Secretary General, International Majlis-e Tahaffuz-e-Khatm-e Nobuwat Bangladesh
- In office 1990–????

Personal life
- Born: 1948 Fatikchhari Upazila, Chittagong District, East Bengal, Pakistan
- Died: 29 November 2021 (aged 72–73)
- Parent: Abdur Rashid (father);
- Era: Modern
- Main interest(s): Hadith, Fiqh, Writing, Tasawwuf, Islamic history, Islamic Movement, Khatam an-Nabiyyin
- Notable works: Al Jamiatul Islamia Makhjanul Uloom; International Majlis-e Tahaffuz-e-Khatm-e Nobuwat Bangladesh (1990); Jamia Khatamunnabiyyin, United Kingdom; Islamic Movement Council (1978); Tajkera-e Khatib-e Azam;
- Education: Darul Uloom Hathazari; Al Jamiatul Arabia Nasirul Islam;

Religious life
- Religion: Islam
- Denomination: Sunni
- Jurisprudence: Hanafi
- Movement: Deobandi

Muslim leader
- Influenced by Muhammad Faizullah, Shah Ahmad Shafi;
- Influenced Mamunul Haque;

= Nurul Islam Jihadi =

Bangladeshi Islamic scholar (1948–2021)

Nurul Islam Jihadi (নুরুল ইসলাম জিহাদী; 1948 – 29 November 2021) was a Bangladeshi Deobandi Islamic scholar, educator and spiritual figure. He was the Secretary General of Hefazat-e-Islam Bangladesh and International Majlis-e Tahaffuz-e-Khatm-e Nobuwat Bangladesh, Chancellor and Shaykh al-Hadith of Al Jamiatul Islamia Makhjanul Uloom. He was also a member of the Majlis-e-Shura of Darul Uloom Hathazari and Befaqul Madarisil Arabia Bangladesh, founder and patron of many mosques and madrasas, including Jamia Khatamunnabiyyin in the United Kingdom.

==Name and lineage==
Jihadi was born in 1948 in Fatikchhari, Chittagong District. His father's name was Abdur Rashid.

==Life and career==
After completing his education, he started his career as a teacher at Kaigram Madrasa in Patiya Upazila. After teaching in Kaigram madrasa for one year, he was called to Babunagar madrasa and became a teacher there. After teaching at Babunagar Madrasa for a few years, he taught at Ashraful Ulum Bara Katara Madrasa in Dhaka till 1982. At this time, after the death of his father, he went to his home and rejoined Babunagar Madrasa. On 10 July 1984, he founded Al Jamiatul Islamia Makhjanul Uloom in Khilgaon, Dhaka district. He was the Chancellor and Shaykh al-Hadith of this seminary. He served as an important member of Majlis-e-Shura of Darul Uloom Hathazari and Befaqul Madarisil Arabia Bangladesh. In 1966, he founded a non-political organization called "Islamic Movement Council" to resist Islamophobes. He was in the companionship of Siddique Ahmad for a long time. He was the Secretary General of International Majlis-e Tahaffuj-e Khatme Nabuwat Bangladesh, established in 1990 with the aim of accelerating the anti-Ahmadiyya movement and the Khatme Nabuyat movement. On 26 December 2020, he was elected Secretary General of Hefazat-e-Islam Bangladesh following the death of Nur Hossain Kasemi in December 2020. He remained in this post until his death.
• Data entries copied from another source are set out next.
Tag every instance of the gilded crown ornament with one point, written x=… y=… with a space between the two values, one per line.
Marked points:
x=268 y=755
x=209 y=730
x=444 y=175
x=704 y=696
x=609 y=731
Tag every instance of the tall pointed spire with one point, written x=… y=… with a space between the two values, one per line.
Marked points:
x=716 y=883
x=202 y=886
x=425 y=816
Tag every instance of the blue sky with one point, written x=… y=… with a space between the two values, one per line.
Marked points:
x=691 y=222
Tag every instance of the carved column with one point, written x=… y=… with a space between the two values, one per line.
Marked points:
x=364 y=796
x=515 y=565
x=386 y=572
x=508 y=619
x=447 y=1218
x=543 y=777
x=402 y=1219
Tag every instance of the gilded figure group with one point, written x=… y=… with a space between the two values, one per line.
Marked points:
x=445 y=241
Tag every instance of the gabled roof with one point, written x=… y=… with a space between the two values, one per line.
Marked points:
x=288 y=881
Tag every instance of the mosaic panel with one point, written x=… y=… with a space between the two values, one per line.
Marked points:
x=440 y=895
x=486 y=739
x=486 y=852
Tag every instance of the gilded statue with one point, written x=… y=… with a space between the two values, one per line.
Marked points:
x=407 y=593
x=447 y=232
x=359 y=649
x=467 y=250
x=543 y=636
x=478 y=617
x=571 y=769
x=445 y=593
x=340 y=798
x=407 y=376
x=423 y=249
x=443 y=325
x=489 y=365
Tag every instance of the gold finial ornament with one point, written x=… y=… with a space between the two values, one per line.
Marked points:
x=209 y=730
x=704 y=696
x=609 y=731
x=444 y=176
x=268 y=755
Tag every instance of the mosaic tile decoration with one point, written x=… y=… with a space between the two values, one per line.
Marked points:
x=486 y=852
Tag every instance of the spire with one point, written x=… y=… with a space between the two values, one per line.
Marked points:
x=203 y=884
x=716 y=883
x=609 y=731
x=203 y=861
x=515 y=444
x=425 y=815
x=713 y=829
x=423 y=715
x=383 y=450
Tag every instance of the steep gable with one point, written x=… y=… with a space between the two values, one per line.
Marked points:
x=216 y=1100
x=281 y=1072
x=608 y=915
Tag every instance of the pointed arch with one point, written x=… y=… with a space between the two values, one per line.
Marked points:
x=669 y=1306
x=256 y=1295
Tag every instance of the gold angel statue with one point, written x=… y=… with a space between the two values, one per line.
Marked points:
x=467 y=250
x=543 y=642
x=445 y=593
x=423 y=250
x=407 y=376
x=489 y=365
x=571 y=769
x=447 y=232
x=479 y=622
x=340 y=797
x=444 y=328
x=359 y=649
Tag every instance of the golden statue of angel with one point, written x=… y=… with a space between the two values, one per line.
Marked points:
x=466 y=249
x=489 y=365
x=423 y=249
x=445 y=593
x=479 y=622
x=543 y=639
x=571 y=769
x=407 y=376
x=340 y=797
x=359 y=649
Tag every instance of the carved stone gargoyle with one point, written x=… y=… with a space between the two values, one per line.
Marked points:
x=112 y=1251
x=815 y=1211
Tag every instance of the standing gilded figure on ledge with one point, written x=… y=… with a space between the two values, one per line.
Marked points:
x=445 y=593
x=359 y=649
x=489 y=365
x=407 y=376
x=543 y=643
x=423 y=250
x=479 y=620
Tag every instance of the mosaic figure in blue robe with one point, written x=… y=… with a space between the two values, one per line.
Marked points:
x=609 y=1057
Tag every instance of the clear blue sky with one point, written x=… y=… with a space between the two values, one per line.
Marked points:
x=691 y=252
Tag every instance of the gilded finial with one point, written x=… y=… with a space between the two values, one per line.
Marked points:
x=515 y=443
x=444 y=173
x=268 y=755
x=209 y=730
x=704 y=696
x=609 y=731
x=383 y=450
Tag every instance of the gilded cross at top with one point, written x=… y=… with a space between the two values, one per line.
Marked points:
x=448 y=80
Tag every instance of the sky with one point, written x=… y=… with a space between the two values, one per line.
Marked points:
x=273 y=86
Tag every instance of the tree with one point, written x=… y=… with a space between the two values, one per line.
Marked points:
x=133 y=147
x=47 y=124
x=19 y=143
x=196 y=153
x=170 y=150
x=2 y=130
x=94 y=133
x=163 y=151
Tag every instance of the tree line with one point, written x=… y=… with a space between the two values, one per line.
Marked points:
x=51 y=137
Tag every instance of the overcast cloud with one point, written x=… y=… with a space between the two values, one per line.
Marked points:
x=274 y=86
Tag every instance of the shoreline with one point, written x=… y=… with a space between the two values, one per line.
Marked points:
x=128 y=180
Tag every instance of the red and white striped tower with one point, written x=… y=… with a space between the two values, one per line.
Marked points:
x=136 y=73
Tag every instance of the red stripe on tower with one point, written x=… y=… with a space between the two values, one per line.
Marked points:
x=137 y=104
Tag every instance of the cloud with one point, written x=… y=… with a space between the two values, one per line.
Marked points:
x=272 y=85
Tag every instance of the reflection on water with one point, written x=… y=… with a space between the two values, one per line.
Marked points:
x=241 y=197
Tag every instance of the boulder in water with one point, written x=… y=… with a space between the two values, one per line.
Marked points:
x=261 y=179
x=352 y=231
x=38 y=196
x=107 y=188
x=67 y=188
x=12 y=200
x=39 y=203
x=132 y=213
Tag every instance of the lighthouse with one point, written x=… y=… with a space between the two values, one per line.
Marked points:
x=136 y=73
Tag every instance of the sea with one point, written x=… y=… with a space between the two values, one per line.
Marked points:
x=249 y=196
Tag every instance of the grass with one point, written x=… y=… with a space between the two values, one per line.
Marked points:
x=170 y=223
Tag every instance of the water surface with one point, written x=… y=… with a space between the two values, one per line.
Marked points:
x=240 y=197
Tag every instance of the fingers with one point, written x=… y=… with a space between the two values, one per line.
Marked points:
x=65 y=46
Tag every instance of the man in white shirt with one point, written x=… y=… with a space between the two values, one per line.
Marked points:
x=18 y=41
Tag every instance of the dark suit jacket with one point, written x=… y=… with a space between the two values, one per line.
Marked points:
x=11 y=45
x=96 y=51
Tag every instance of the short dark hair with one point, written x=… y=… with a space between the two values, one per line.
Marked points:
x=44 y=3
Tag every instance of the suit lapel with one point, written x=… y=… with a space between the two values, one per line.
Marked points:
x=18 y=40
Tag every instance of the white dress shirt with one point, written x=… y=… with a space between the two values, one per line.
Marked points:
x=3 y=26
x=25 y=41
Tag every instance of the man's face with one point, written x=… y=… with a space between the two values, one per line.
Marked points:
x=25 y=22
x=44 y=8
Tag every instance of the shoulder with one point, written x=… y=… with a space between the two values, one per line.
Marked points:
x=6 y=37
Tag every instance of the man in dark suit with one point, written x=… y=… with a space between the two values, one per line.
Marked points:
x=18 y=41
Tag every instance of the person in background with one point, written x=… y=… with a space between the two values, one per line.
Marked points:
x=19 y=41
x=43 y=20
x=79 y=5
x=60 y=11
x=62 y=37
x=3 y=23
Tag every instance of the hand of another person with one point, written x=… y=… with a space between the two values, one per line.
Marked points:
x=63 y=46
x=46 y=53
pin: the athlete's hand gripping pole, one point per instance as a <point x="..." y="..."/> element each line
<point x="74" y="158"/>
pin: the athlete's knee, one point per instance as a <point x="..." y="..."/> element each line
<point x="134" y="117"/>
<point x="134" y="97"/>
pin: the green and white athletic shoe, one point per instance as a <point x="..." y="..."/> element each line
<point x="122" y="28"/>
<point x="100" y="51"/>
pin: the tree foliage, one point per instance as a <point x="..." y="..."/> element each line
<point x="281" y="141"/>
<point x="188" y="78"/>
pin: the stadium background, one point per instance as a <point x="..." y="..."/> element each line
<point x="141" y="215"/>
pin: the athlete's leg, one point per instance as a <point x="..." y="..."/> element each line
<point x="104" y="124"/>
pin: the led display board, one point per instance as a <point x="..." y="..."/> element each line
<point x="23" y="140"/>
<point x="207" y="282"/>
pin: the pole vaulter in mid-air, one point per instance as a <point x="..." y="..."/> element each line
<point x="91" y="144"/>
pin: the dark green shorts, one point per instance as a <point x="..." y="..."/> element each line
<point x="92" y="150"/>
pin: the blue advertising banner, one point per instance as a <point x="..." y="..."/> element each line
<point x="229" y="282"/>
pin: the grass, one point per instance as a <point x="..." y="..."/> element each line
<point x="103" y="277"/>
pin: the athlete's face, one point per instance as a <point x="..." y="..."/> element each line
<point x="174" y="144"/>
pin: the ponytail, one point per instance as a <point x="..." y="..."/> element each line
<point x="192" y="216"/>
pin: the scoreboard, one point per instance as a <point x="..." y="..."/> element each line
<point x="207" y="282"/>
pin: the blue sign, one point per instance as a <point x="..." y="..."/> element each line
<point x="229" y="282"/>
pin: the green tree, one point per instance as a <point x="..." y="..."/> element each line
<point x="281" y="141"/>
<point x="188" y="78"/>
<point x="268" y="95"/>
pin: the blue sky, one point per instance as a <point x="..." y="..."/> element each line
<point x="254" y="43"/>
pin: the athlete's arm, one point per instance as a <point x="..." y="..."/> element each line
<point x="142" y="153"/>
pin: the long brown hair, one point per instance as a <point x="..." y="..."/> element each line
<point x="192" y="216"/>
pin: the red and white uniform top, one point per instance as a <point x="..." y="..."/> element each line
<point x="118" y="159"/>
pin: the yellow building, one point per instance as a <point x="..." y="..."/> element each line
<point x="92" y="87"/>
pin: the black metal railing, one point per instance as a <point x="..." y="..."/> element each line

Jihadi died on 29 November 2021.

==Publications==
His books include:
- Akhlak-e Rasul (Saw.)
- Bright stars
- The Qadiani fitna and the position of the Muslim nation
- Rules of Qurbani
- Gulshan-e Nur
- Asmane ilm ki chand darakhsande sitare (Urdu)
- Tazkera-e Khatib-e Azam
- Sheikh Sadi's Advice
- Nukushe Zindegi and Pandey Namaye Nasir
- Qawmi Madrasa, objective method results etc.